The CCTS One Great Community (OGC) board hosted a special reception to honor its six 2017 Community Health Innovation Award (CHIA) grantees. A total of $85,000 was distributed to enable these grantees to advance projects that address health concerns in the Birmingham community. The CCTS partnered with several units across the Hub to support this unique program.

All grantees participated in a rigorous application process that included attending a mandatory Innovation Workshop to refine their project ideas, submission of a full proposal that was formally reviewed against the CHIA criteria, access to mentorship, and a final presentation of their project before a panel of four judges.

CHIA is envisioned as a way for participants to think boldly and creatively about solutions to “on the ground” health challenges communities face, to work in partnership with some of the best minds in our area, and to partner with local organizations to complete a project. A list of community health concerns, based on the results of an OGC neighborhood survey, guided the selection process for the projects below.

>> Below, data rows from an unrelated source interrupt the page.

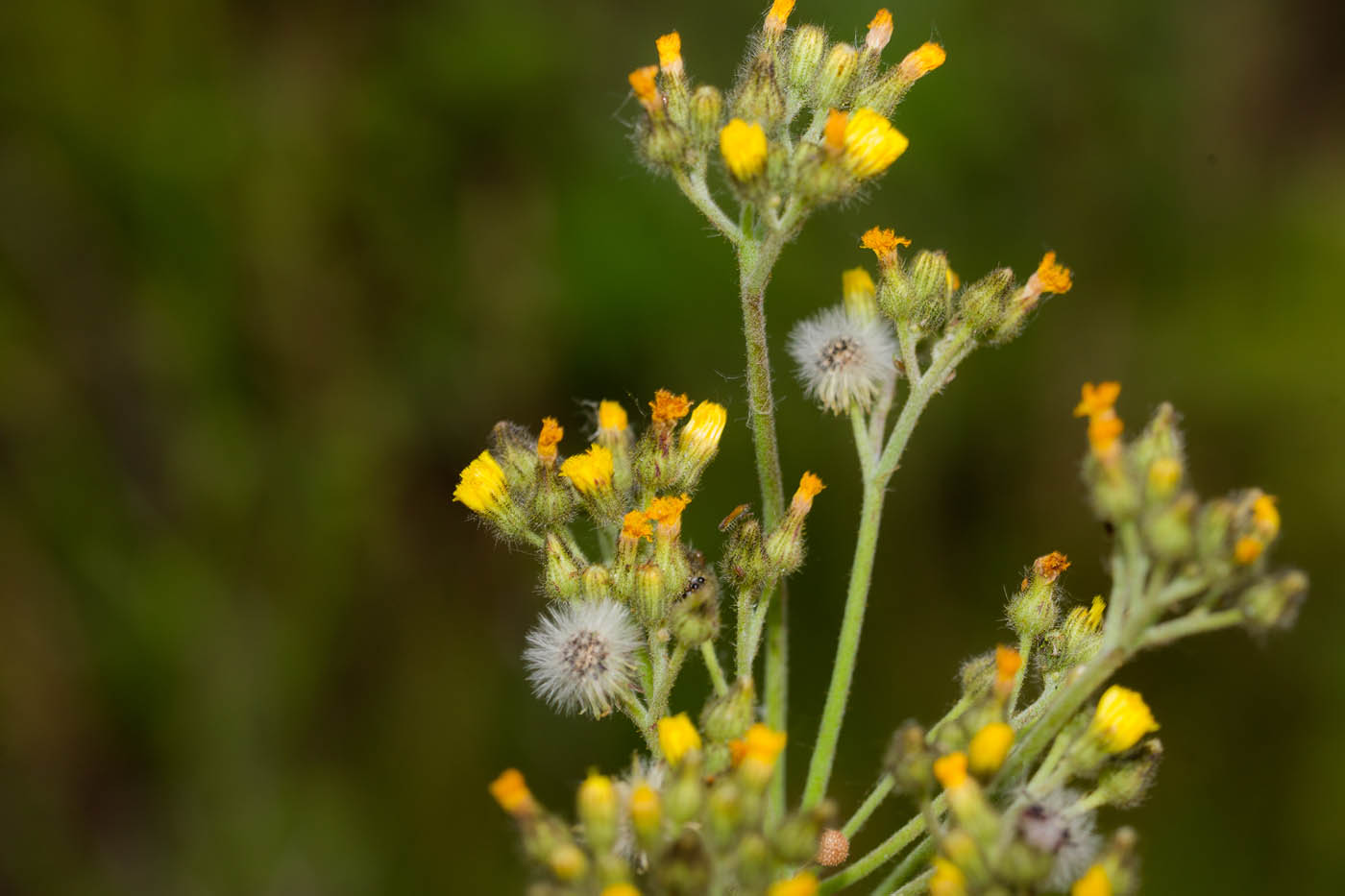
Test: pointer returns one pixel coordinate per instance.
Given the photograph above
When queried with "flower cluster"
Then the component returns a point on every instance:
(1008, 784)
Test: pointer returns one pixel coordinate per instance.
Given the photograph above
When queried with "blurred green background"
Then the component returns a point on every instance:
(269, 274)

2017 CHIA GRANTEE PROJECT DESCRIPTIONS

  1. CHIA 2017 Reception v2Project Possible, Inc. – Provides nutrition education, healthy food samples, and cooking demonstrations to residents in Southwest Birmingham community. Academic collaborators through the UAB School of Public Health and Department of Nutrition Science will provide a minimum of two interns a semester to support data collection, evaluation development and analysis, and other program development efforts. This project addresses community concern about obesity/overweight.
  2. At Home Foundation, Inc. – Focused on single parents and low-income women learning life skills such as basic home repair. Will help build mental and emotional strength, self-confidence, self-sufficiency, and independence, all of which are foundational for good health.
  3. Westminster Presbyterian Church – Provides a free multi-arts program for elementary school children with emphasis on voice, speech, and acting. The program will be conducted by renowned playwright, Broadway, film, and television actor, composer/arranger, music instructor, and Westminster’s Director of Music Ms. Annie Joe Edwards. The Westminster Community Arts Program will meet all the standards for youth programs as required by the State of Alabama. Cultural activities build literacy and math skills and support the development of critical thinking and problem solving. This project addresses community concerns with reducing high school dropout rates and improving health literacy.
  4. Growing Kings, Inc. – Develops positive relationships between youth (aged 15-24) and law enforcement in housing communities across Birmingham. Seeks to achieve the following: (1) Improve youth’s general attitudes toward police as well as their feelings about their community; (2) Improve police officers’ general attitude toward youth as well as their perceived impact on youth through their police role; (3) Reduce the number of violent occurrences within the target participant demographic for each participating housing community; (4) Decrease the number of reported youth arrests in each housing community, and; (5) Improve participant behavior and decision making. This project addresses community concerns with crime, a social determinant of health with far-reaching negative mental and physical health effects.
  5. Community Investment Network – Project focused on a community-building plan that emphasizes philanthropy by exposing students to “giving circles” as innovative way to address issues in and around their school’s campus. Project will support the launch and strengthening of Giving Circles as a way of redefining and reframing philanthropy so that it is more racially inclusive, democratic, and accessible to people of all classes. Students from Lawson State Community College, Jefferson State, Community College, Miles College, Birmingham-Southern College, and the University of Alabama at Birmingham are eligible to participate. This project will help raise awareness of all community health concerns and increase the volunteer base available to help address them.
  6. Real Life Poets – An apprenticeship program focused on using spoken word and the arts to address mental health, workforce empowerment, and community involvement. Real Life Poets (RLP) creates a results-driven and empowering job-training and mentoring community hub for teen apprentices in the Eastlake Neighborhood of Birmingham. Cultural activities have been shown effective in lowering high school dropout and teen pregnancy rates, addressing two key community health concerns.